We think the defendant’s evidence of adverse possession is not sufficient to constitute a defense on that ground. Hickey testified that he built a fence on the east line of the northwest quarter of section 6, the north end of which terminated at a point where he now claims the quarter post was located, and that at the latter point he erected a pair of bars. The fence seems to haye been mostly constructed of brush and logs with some rails and was intended, he says, to prevent the cattle of his neighbors east of him, from straying over on his premises and to prevent his own cattle from straying to the eastward. This fence, he says, was in existence for ten or fifteen years, but
The fence was evidently a temporary affair, was not on any line, or supposed line, between plaintiff and defendant and inclosed no land. There has never been a time when plaintiff could have maintained ejectment for possession of the disputed strip by reason of the erection of this fence.
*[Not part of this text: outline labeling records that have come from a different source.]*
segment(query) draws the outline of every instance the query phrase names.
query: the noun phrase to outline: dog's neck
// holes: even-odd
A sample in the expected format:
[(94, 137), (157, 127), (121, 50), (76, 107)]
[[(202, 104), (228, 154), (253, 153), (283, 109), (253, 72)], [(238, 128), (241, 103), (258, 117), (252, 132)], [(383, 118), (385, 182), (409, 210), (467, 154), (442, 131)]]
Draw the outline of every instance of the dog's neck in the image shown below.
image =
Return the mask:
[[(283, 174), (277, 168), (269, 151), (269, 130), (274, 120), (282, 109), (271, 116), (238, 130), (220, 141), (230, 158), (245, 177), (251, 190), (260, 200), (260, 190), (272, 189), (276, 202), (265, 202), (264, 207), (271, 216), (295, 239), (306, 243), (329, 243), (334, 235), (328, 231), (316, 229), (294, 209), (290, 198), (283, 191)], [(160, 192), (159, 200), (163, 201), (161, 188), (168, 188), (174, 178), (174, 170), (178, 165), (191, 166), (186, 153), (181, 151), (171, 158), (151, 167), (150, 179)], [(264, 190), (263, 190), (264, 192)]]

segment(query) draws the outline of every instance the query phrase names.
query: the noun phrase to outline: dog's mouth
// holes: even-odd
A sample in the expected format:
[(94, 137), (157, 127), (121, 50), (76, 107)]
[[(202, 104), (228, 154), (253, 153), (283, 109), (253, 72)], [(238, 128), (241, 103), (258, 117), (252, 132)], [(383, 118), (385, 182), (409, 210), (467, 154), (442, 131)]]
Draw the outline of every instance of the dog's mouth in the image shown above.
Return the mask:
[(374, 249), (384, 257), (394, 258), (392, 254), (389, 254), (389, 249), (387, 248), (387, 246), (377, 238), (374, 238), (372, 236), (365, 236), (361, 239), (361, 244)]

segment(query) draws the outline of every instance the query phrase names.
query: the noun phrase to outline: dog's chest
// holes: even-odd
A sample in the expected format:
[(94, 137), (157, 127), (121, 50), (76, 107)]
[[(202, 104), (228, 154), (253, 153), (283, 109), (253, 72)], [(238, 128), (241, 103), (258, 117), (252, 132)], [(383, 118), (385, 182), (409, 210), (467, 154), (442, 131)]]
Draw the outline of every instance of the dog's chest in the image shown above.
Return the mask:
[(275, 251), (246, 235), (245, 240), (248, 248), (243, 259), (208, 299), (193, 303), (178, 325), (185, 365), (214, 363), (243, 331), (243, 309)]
Neither can the occupancy of part of the land embraced in his patent avail him here, because the field-notes call for monuments, and these calls being imported into the patent the holding must be construed with reference to the monuments as they actually existed on the ground, rather than to the courses and distances therein mentioned.
There is one matter in which we have discretion, and that is in the matter of awarding him costs, and while we affirm the decree as to the injunction and the damages allowed by the Circuit Court, the plaintiff will not recover any costs or disbursements on this appeal. Affirmed. Rehearing Denied.